Autocycler

Introduction

Autocycler is a tool for generating consensus long-read assemblies for microbial genomes (Wick 2025). It is the successor to Trycyler, and for most users it is recommended to Autocycler over Trycycler. If you want to use Autocycler, keep in mind that the input assemblies need to mostly be complete: one sequence per piece of DNA in the genome. Therefore, its best used for microbial genomes (archaea, bacteria, mitochondria, chloroplast).

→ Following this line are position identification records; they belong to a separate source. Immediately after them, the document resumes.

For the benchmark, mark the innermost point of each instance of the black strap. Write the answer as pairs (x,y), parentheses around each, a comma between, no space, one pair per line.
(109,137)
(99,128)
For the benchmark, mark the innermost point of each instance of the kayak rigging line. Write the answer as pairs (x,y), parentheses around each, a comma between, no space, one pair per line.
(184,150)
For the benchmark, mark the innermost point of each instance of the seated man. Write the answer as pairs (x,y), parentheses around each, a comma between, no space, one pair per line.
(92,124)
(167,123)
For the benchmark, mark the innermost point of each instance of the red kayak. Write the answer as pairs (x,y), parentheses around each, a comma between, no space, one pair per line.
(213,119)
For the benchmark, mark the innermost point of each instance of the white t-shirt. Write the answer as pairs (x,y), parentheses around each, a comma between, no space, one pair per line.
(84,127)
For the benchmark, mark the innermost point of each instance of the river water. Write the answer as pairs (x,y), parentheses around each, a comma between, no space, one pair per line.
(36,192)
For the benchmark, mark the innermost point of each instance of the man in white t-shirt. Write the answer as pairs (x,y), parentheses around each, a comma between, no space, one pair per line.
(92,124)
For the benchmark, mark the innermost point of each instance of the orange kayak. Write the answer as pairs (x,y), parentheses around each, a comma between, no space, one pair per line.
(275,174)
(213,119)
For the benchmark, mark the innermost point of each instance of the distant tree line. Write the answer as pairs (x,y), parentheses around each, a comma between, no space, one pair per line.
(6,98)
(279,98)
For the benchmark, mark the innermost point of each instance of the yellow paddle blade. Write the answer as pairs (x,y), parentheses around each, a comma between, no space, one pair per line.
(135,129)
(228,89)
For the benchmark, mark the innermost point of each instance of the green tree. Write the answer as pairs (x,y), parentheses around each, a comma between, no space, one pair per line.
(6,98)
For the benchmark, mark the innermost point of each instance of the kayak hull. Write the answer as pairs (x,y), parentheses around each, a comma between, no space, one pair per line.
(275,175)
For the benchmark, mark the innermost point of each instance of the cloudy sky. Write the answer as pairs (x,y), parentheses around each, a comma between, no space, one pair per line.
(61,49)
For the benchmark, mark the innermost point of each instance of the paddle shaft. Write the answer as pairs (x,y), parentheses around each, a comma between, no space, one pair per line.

For installation instructions, usage, deeper explanations and more, head over to the Autocycler wiki!

Installation

Installed on Crunchomics: Yes,

  • Autocycler v0.1.2 is installed as part of the bioinformatics share. If you have access to Crunchomics and have not yet access to the bioinformatics share, then you can send an email with your Uva netID to Nina Dombrowski, n.dombrowski@uva.nl.
  • Afterwards, you can add the bioinformatics share as follows (if you have already done this in the past, you don’t need to run this command):
conda config --add envs_dirs /zfs/omics/projects/bioinformatics/software/miniconda3/envs/

If you want to install it yourself, you can run the following to install the tool from source:

# Change to directory you want to download the github repository to
cd software/

# Create an empty conda env 
mamba create -p /zfs/omics/projects/bioinformatics/software/miniconda3/envs/autocycler_0.1.2 
conda activate autocycler_0.1.2

# Install autocycler
# This will build an executable in ``target/release/autocycler``
git clone https://github.com/rrwick/Autocycler.git
cd Autocycler
cargo build --release 

# Install various different assemblers 
# for this first remove the name field to install it in our empty conda environment we setup before
# ensure that you run mamba env update only after you activated the autocycler_0.1.2 environment
grep -v "name" scripts/environment.yml > scripts/environment_edit.yml
mamba env update --file scripts/environment_edit.yml

# Optional but recommended: Install GNU parallel
mamba install conda-forge::parallel 

# Check that all packages exist
conda list 

# Copy scripts to conda bin folder to be able to access them without having to write out the path path
cp target/release/autocycler "$CONDA_PREFIX"/bin/
cp scripts/*.py scripts/*.sh "$CONDA_PREFIX"/bin/

Usage

Single sample, one assembly at a time

If you want to know what is happening at each step, please visit the tools wiki.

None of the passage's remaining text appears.